When you form a corporation in North Carolina, you will file Articles of Incorporation with the Secretary of State. The names of the shareholders do not need to be disclosed. You will apply for an employer identification number with the IRS, and you may elect S-Status with the IRS. These are the only formation documents that are filed with the government.

The other documents you need to be properly formed are generally kept in a corporate minute book: organizational meeting and other meeting minutes, bylaws, shareholders agreements. Thus, if you change the shareholders by bringing in someone new, or buying out your co-founder, nothing needs to be filed with the Secretary of State (although you may need to close out your accounting year with a short year.) Similarly, an amendment to the bylaws or shareholders agreement does not usually require filings with the Secretary of State or the IRS.

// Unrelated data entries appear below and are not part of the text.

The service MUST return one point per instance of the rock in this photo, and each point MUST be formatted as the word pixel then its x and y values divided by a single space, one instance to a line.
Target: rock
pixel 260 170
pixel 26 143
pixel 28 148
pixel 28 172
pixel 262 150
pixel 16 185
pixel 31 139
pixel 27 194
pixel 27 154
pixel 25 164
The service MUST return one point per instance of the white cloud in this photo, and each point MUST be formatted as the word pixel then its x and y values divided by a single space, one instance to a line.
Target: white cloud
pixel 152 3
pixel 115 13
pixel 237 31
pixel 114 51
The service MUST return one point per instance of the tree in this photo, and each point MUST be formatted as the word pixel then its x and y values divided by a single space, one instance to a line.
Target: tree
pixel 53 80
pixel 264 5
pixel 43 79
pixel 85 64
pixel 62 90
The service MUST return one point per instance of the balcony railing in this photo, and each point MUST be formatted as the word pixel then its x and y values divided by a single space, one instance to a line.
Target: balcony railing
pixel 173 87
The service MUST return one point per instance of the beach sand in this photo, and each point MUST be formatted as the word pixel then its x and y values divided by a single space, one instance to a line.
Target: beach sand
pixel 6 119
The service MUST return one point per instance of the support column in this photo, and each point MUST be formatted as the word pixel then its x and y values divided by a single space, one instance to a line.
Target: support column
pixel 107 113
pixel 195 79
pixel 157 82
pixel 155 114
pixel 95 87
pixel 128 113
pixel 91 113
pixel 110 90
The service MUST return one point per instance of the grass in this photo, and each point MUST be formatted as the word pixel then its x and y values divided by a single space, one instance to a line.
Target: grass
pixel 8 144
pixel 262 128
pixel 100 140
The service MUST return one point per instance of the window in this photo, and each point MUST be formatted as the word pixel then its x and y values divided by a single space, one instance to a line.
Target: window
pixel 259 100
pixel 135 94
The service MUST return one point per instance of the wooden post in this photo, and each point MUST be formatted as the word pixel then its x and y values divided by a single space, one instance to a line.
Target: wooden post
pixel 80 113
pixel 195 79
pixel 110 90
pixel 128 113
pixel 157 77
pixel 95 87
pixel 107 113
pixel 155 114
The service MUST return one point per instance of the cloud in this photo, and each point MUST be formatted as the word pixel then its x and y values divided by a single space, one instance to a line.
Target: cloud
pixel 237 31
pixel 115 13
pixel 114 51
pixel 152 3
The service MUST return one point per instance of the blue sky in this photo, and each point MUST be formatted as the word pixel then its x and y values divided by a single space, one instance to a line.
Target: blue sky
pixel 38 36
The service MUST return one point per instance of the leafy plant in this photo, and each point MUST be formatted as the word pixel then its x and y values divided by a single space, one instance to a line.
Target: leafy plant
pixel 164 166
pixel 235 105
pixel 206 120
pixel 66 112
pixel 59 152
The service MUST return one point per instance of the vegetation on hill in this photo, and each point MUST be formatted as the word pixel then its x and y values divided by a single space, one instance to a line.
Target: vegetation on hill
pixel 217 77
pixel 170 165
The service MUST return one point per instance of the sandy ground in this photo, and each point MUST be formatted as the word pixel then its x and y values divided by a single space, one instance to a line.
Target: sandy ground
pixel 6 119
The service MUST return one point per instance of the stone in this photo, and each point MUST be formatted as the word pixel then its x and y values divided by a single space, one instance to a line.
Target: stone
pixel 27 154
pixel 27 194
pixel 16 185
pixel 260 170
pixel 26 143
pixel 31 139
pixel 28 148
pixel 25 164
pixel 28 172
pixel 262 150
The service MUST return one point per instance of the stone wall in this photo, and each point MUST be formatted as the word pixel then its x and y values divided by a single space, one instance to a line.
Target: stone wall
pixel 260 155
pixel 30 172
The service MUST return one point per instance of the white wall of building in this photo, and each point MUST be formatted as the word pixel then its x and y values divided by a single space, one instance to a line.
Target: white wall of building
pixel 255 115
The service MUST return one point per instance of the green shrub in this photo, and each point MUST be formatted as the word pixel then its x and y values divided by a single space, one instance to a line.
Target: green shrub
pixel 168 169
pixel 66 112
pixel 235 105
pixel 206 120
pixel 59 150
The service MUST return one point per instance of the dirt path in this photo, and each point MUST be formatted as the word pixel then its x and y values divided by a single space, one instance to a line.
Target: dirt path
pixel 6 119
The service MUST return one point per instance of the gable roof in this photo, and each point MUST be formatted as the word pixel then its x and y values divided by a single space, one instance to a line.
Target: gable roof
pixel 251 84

Limited liability companies are formed by filing Articles of Organization with the North Carolina Secretary of State. Again, the members (owners) of the company do not need to be identified. The company also applies to the IRS for an EIN. Operating agreements or buy-sell agreements among the owners are not filed. Changes in ownership, the operating agreement or buy-sell agreement are not documented by a government filing.

Both LLCs and Corporations, however, need to file annual reports in March or April (depending on the type of entity) with the North Carolina Secretary of State. Again, these will not require the names of the owners, but require disclosure of the officers, directors or managers.